Already China has expended over 50 percent of the $60 billion given to fund projects in the 10 cooperation plans outlined by President Xi Jinping at the Johannesburg Summit of the Forum on China-africa Cooperation (FOCAC) held in South Africa in December 2015.
The profoundly good news is that the process of Chinaafrica deepening engagement on the decisive infrastructure challenge of the continent will receive a massive boost and will be further mainstreamed in the framework of China’s Belt and Road Initiative.
The Belt and Road Initiative proposed by China is both an all-round opening-up strategy and international plan along with public goods under the principle of wide consultation, joint contributions and shared benefits, all aimed at establishing a community of common destiny.

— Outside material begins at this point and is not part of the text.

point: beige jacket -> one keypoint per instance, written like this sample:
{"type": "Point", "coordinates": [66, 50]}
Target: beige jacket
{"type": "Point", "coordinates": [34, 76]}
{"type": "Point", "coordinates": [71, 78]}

With the framework of the Belt and Road Initiative, China has led the establishment of Asian Investment and Infrastructure Bank (AIIB) for which more than 60 countries and regions including the rich industrialized countries of the Organization for Economic Cooperation and Development have signed in. The Silk Road Fund is also up and running and disbursing funds for projects earmarked in the process.
Africa’s funding deficit could be considerably ameliorated if the region’s governments strategically engage with the global public goods, generously offered by the Belt and Road Initiative. Importantly, the Belt and Road Initiative, as an open and inclusive process driven by wide consultations, joint contributions and shared benefits, does not have the geo-political trappings seen in the U.S. Marshall Plan through which the United States helped post-world War II Europe to reconstruct and recover, but locked it into U.S. strategic national security interests, a burden which fuels the current debate about the future of the North Atlantic Alliance.